Le Primavera est un festival atypique par sa programmation confidentielle mais avec des proportions de scènes immenses. Véritable tremplin pour la carrière pour nombreux groupes, il est passage obligé des jeunes pouces (Soft Pack, Shearwater) mais rassemble aussi des expérimentés groupes obscurs et exigeants ou en voie de célébrité (Dead Meadow, Sunn O))), Deerhunter, Liars). Côté tête d’affiche, ça ne va que rarement puiser dans la rotation FM (Bloc Party), mais plutôt dans la valeur sûre et le culte (Jarvis Cocker, My Bloody Valentine, Sonic Youth). Au milieu de cette programmation exigeante, une bizarrerie, la présence de l’idole Neil Young qui a provoqué un changement radical dans le public venu majoritairement cette journée là pour le voir et profiter de la présence de Sonic Youth en promo d’un album sorti dans la foulée.


Préambule

Le festival n’a que peu d’impact sur la ville. Mis à part quelques soirées officielles quelques jours avant le festival et après, et des concerts en plein air fréquenté par un demi millier de personnes. Les concerts d’ouverture et de clôture sont en libre accès avec le billet du festival, et on y retrouve le public essentiellement espagnol bavard et prêt à chaque instant à applaudir et faire du bruit quand un rythme lui plait. Ambiance curieuse quand on vient écouter de la musique avant tout, mais il faut s’adapter à la joyeuse humeur locale. Au bilan de ces soirées, signalons que les concerts ont été décalés pour permettre à la salle d’être au moins un peu pleine car la soirée Zu et Dälek se jouait en même temps que la finale de la Champions League. Jusqu’au bout le football gagne en Espagne. Les deux groupes ont fait le métier. Zu en particulier qui a su profiter d’une ambiance surchauffée pour faire un très gros concert. La chanson jouée en dernier, en commun avec Dälek fut particulièrement réussie et augure le meilleur pour le serpent de mer qu’est leur album commun.


Le Site

Le festival est encore assez jeune et se cherche encore, tous les ans des changements dans la disposition des scènes se fait. La magnifique scène en bord de mer a été malheureusement abandonnée au profit d’un terrain moins charmant mais certainement plus facile à gérer car le son y fut particulièrement bon tout le week end.
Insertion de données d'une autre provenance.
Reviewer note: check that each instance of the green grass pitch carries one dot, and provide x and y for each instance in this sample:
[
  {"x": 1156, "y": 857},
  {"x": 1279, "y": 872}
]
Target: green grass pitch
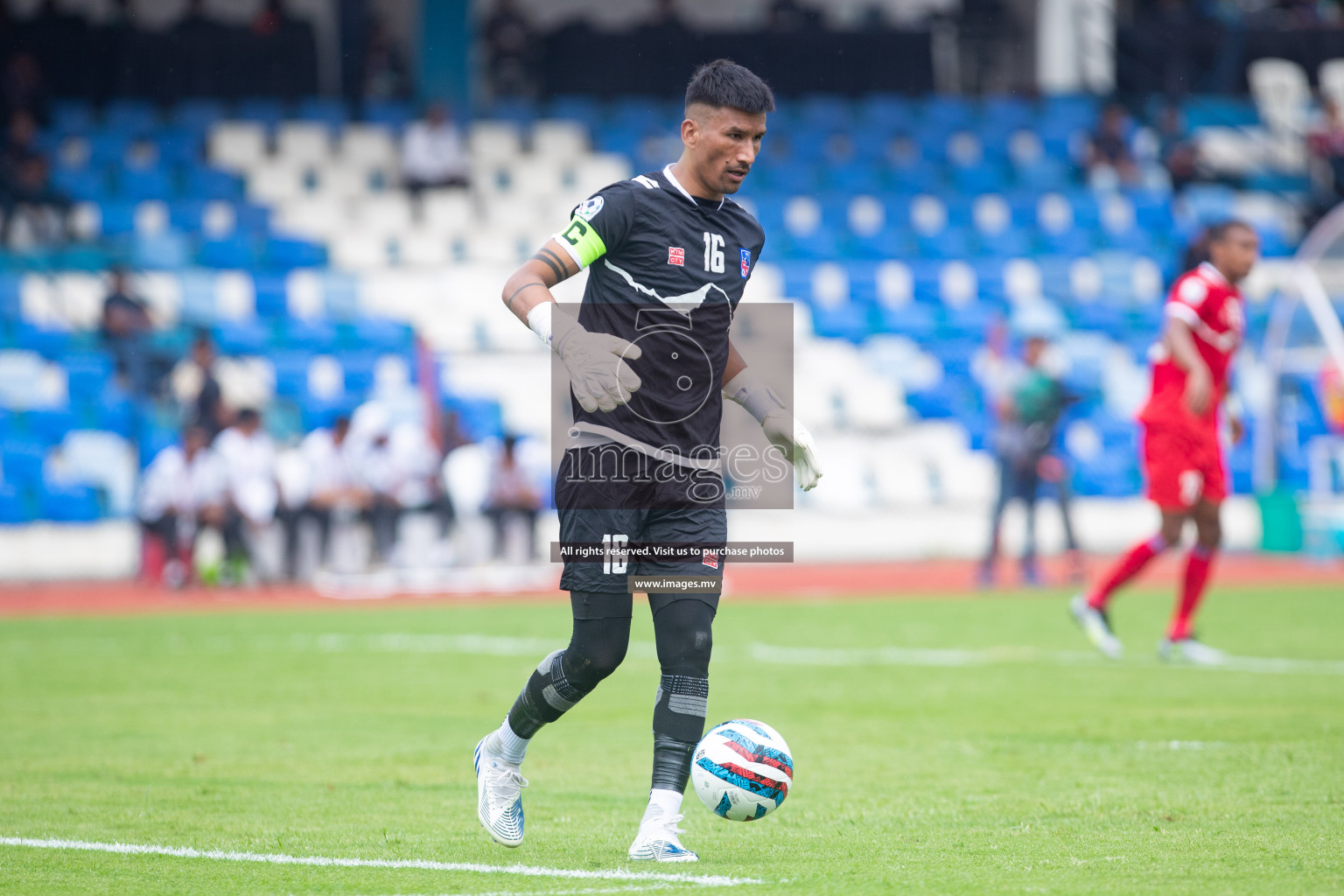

D’ailleurs, à la différence de l’année passée, le son est globalement bon partout avec un carton jaune à la scène Pitchfork ou le son est bon uniquement à proximité de la scène. Sur la grande scène "Estrella Damm" (Jupiler/Kronembourg locale), ce fut inconstant. Et puis bonheur, les concerts à l’heure. Le Primavera semble professionnel, que ce soit au niveau sécurité, organisation, communication. A ce niveau c’est un festival 4 étoiles, finalement les griefs sont à mettre sur le béton omniprésent et qui casse les pattes, et sur le fait que l’on voit sur des scènes gigantesques des groupes qui finalement jouent pour la plupart dans des salles minuscules à un mètre de nous. La nourriture est assez chère et de qualité aléatoire, mais il y a de vrais bons plans. L’alcool est relativement bon marché, 4€ la pinte, mais pas de demis. En revanche, il y a des alcools forts à profusion, allant d’un alcool (très généreux) et soda à 6€ à une vodka redbull (tout aussi généreuse) à 7 €. L’arnaque demeure les shots à 2€ puisqu’il n’y a que cet étrange breuvage que l’on appelle Jaggermeister


Jeudi

La programmation laisse une belle plage à la scène espagnole en ouverture. Cependant, mon expérience de 2008 ne m’a pas incité à arriver avant la première tête d’affiche internationale, les SpaceRockeurs de Spectrum, avec des ex de Spacemen 3. Très bonne entrée en matière, voire la meilleure qui soit. Un groupe tout à fait dans l’esprit Prima. Un rock aérien et puissant, urbain, qui prend aux tripes. Un groupe complexe et beau comme celui-ci facilite l’entrée en matière car ceux arrivés avant à Barcelone ayant pris le soleil sur la plage et fait du tourisme pendant trois jours, avaient pratiquement oublié qu’ils venaient pour un festival. Magik Markers se fait de loin, il faut faire la queue pour les jetons et hélas les nouvelles machines automatiques ne sont pas encore au point et la queue fait rater l’intégralité d’un concert qui ne semblait heureusement pas passionnant. On se balade sur le site, baillons devant les Vaselines avant de se retrouver médusés devant Lightning Bolt

Lightning bolt
sur une scène... Hérésie ?!? Le public bouge un peu, mais l’intensité et l’intérêt semble bien moindre que lorsqu’ils jouent dans la foule. On s’ennuie quelque peu. Les plus téméraires restent quand d‘autres vont se placer devant Yo La Tengo. Ceux qui restent sont les grands gagnants car les derniers titres du combo sont bien plus incisifs, font oublier la distance et une douce frénésie contagieuse commence à atteindre l’assistance. On ne fait que passer qu’un quart d’heure devant Yo La Tengo qui fait un set convaincant.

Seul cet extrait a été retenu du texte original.